Si l’expression «la montagne a accouché d’une souris» devrait choisir un continent où élire domicile, nul doute que l’Afrique sera sa principale résidence, tant des politiques, des initiatives et des projets porteurs d’espoirs y ont été lancés pour finalement engendrer déception et amertume. En sera-t-il de même avec l’Eco, le projet de monnaie unique de la Cedeao ? Au vu de la tournure des évènements, l’inquiétude est grande de voir le projet mourir de sa belle mort.

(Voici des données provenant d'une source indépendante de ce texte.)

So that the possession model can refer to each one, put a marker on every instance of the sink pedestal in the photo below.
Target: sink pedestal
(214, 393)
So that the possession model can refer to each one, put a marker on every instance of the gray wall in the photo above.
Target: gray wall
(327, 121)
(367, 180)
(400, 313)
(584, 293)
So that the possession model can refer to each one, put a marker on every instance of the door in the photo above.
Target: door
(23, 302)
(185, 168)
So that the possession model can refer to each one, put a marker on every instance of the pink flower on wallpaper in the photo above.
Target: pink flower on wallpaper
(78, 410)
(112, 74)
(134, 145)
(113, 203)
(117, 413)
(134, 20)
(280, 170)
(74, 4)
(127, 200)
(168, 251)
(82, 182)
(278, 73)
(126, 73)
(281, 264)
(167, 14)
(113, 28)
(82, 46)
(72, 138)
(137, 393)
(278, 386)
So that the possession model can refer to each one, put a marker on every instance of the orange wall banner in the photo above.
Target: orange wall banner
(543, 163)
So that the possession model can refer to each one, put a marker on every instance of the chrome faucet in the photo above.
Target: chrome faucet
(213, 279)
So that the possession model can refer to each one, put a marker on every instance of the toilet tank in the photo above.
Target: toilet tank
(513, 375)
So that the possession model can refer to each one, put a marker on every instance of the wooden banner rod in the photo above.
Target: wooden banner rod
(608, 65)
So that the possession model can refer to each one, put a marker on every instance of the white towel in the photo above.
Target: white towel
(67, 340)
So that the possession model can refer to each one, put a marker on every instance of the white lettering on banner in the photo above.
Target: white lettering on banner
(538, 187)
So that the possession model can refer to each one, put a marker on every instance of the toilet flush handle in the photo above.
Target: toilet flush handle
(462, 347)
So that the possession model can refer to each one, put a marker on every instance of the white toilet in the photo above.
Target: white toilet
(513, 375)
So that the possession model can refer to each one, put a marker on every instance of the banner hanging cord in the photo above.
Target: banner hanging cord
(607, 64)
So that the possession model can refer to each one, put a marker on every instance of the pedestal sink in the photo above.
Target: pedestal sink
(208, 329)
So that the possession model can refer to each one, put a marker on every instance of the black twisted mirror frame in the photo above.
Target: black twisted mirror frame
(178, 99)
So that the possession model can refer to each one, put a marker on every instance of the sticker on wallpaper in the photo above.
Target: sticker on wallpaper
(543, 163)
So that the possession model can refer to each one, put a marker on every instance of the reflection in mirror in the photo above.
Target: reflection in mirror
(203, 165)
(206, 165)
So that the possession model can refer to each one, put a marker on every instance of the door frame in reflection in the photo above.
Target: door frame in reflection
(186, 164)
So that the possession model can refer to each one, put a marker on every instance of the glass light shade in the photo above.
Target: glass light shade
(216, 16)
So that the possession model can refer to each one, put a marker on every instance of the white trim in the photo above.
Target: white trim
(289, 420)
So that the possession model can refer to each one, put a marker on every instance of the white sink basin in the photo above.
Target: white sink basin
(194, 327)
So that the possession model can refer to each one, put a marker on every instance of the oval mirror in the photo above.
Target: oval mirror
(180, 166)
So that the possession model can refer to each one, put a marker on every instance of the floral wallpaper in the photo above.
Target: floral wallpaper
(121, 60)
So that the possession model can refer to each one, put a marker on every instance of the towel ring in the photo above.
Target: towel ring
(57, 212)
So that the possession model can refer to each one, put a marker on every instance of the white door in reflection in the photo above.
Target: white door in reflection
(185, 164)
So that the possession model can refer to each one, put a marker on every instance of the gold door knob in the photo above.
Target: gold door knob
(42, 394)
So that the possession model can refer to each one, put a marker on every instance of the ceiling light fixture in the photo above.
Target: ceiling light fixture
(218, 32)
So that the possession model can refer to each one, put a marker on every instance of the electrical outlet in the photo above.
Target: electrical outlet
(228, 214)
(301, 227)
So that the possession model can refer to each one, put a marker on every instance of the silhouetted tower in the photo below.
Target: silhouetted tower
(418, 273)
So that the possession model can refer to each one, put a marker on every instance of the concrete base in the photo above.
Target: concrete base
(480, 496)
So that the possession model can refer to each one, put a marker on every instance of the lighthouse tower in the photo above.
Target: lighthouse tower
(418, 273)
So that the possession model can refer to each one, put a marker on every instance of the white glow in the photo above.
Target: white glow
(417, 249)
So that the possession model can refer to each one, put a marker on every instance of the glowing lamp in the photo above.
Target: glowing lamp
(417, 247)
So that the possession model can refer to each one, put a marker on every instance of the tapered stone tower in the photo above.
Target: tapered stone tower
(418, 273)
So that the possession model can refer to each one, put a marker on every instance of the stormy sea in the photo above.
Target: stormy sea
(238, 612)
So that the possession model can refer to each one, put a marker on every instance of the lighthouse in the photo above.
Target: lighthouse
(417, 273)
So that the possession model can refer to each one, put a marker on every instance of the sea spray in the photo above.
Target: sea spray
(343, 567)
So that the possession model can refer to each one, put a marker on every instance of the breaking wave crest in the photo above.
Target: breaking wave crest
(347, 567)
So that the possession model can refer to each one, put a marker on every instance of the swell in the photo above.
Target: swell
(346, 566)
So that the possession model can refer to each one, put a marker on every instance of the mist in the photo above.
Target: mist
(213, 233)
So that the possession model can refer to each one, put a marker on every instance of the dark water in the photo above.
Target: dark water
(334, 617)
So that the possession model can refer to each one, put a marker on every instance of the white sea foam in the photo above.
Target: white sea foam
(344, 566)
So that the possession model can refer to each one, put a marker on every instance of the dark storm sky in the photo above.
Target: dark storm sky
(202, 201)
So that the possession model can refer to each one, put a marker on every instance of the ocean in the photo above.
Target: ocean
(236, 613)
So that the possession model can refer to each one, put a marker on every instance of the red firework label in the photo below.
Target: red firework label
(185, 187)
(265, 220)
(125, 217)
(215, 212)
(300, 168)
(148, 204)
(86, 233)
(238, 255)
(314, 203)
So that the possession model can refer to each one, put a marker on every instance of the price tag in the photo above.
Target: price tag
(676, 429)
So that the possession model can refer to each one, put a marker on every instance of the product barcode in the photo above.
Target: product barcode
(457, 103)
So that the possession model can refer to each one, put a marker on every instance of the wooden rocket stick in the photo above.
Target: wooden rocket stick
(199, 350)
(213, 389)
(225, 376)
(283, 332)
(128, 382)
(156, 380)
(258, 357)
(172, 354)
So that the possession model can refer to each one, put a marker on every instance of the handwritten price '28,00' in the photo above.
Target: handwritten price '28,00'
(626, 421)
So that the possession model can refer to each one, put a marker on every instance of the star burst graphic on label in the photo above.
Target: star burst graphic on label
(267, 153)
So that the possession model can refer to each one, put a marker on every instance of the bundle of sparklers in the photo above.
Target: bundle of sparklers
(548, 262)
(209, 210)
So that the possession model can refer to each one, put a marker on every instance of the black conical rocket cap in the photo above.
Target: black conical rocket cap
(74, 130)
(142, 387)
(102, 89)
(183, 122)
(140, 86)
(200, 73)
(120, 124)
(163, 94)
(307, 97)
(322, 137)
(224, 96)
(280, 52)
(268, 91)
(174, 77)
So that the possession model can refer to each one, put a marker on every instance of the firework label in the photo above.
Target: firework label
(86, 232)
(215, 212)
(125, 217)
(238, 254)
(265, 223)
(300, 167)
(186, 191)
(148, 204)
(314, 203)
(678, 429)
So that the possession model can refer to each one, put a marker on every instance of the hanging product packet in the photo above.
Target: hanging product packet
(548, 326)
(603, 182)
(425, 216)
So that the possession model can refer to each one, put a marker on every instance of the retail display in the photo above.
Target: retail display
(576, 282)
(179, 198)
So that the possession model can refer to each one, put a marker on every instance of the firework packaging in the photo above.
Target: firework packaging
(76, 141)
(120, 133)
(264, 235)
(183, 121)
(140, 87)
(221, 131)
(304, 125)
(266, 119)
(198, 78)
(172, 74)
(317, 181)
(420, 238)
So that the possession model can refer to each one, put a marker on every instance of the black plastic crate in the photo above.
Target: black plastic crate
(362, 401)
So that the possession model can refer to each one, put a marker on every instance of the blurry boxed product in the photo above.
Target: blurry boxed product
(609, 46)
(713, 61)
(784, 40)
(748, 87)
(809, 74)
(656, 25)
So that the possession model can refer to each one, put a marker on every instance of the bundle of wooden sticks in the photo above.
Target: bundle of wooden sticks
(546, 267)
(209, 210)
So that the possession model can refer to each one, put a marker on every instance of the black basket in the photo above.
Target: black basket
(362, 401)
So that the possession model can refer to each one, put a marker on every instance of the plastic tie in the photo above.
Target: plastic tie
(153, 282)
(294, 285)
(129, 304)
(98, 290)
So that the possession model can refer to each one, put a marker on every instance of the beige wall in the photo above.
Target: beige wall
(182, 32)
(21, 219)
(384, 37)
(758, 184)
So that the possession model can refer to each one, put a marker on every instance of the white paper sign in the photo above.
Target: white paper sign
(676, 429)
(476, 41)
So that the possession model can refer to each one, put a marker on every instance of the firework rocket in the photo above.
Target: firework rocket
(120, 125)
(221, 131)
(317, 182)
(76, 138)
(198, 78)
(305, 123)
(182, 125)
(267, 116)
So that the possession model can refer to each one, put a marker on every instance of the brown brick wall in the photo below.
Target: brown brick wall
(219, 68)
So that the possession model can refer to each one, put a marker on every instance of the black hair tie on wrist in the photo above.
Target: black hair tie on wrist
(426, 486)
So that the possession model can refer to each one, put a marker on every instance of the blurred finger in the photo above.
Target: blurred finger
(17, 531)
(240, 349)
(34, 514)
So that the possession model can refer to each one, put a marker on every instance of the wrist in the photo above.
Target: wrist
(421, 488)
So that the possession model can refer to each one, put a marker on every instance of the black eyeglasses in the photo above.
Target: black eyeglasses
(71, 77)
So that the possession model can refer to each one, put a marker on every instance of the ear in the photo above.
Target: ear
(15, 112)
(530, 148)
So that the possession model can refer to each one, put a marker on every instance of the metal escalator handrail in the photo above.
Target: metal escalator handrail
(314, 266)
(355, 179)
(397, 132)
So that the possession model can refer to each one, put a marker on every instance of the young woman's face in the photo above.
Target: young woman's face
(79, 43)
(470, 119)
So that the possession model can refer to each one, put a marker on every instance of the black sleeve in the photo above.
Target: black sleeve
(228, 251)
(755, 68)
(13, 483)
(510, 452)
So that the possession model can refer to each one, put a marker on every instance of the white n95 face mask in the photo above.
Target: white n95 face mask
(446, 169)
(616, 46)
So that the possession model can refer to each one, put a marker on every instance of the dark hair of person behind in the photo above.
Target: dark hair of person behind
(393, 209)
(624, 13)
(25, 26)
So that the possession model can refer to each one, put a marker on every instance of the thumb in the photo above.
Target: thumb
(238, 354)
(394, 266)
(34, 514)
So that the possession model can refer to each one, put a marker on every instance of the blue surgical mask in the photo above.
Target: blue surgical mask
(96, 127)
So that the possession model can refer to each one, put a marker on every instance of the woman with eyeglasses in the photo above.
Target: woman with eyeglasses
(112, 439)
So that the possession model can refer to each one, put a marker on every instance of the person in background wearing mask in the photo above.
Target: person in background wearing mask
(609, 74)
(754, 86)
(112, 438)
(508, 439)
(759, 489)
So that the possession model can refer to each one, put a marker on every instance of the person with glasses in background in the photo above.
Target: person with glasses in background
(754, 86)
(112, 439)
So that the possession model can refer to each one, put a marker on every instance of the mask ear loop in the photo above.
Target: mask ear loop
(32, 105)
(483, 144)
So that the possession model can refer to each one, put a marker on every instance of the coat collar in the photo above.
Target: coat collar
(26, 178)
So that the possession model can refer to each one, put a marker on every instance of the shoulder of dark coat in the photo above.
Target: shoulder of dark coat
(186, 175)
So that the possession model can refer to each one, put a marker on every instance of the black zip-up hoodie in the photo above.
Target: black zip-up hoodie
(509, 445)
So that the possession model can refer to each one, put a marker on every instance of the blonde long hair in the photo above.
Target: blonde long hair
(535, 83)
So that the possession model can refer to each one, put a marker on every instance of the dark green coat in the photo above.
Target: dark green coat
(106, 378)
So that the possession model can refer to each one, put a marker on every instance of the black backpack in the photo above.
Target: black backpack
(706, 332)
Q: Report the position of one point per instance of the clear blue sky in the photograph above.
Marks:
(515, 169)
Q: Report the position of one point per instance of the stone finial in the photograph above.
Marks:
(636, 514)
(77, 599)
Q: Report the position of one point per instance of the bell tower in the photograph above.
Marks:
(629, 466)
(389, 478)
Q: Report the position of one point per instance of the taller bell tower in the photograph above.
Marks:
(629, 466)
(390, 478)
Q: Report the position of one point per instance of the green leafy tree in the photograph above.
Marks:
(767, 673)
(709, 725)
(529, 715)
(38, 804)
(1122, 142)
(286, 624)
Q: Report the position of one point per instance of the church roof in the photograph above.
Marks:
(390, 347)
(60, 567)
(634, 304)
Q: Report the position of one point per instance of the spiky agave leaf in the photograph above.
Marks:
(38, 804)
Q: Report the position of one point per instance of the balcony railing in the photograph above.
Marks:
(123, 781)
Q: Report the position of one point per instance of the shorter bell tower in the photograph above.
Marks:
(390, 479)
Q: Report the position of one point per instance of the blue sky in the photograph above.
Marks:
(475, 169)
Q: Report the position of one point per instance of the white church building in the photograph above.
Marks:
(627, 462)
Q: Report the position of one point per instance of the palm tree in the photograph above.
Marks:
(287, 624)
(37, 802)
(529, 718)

Discuté depuis presque trois décennies, l’Eco devrait renforcer l’intégration de la Cedeao en en faisant un bloc économique puissant à l’image de l’Union européenne. Après plusieurs reports, son lancement avait été fixé au 1er juillet 2020 mais à la condition que les pays respectent les critères de convergence suivants : un déficit de 3% en dessous du Produit intérieur brut, une inflation de 10% au maximum et une dette inférieure à 70 % du Pib. Et au début de janvier 2020, seuls 4 à 5 pays, tous francophones, sur les 15 de la Cedeao avaient satisfait à ces critères. Ce qui faisait déjà planer une incertitude sur la date de lancement de la monnaie commune.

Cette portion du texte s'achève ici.